Дверь оказалась не заперта, он толкнул ее и из прихожей увидел всю ораву сквозь застекленную дверь гостиной. Дети полдничали за большим столом, шумно и весело уписывали булочки с изюмом, шоколад, печенье. Все были загорелые, отдохнувшие, один другого краше, с отросшими, выгоревшими на солнце шевелюрами. Профессор Дубельву, посмуглевший и обветренный, как заправский морской волк, вдобавок отпустивший черную с проседью бороду, качал на коленях Беренис. Леон откашлялся и сам удивился, что сумел внятно произнести следующие слова:
— Соланж, дети, это я, папа, я вернулся.
Он неуверенно шагнул к ним, понимая, что грязен и выглядит отвратительно. Как все вскрикнули в один голос от ужаса при виде его! Они, наверно, не визжали бы так, явись им сам дьявол. Челюсти отвисли, ложки со звоном упали. Вокруг Леона словно образовалось кольцо священного ужаса. Близнецы нырнули под стол, старшие спрятались за юбки Соланж, а Дубельву, дрожащий, изумленный, встал во весь свой внушительный рост, загородив ему дорогу.
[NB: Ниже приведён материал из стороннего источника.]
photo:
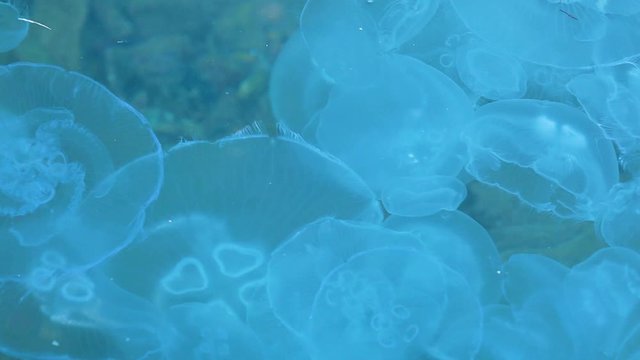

Странное дело: этих людей, перед которыми Леон трепетал, он теперь ни чуточки не боялся. Они, как и прежде, были выше его ростом — по крайней мере, взрослые, — но казались совершенно безобидными. У него имелся козырь: кто еще может увеличиваться и уменьшаться в мгновение ока, как по волшебству? Он повторил:
— Детки, это я, Леон, ваш папа, я опять такой, как был, сейчас я вам все расскажу.
Бледный, как полотно, Дубельву пробормотал:
— Кто вы такой, месье, что вы делаете в моем доме?
— Нет, это вы, месье, с какой стати живете в моем доме?
Соланж закатила глаза и осела на пол, перепуганные дети разбежались кто куда. Из кухни примчалась на крик гроза Леона Жозиана; увидев его, она трижды перекрестилась и ринулась вон из квартиры. Леон и Дубельву одновременно бросились к потерявшей сознание Соланж и, наклонившись, стукнулись лбами. Дубельву с перепугу решил, что его бьют, и отпрянул, прикрывая руками лицо. Леон подхватил Соланж за плечи, чтобы перенести на диван, нашел ее неожиданно тяжелой и по выпирающему под льняным сарафаном животу понял, что она снова беременна.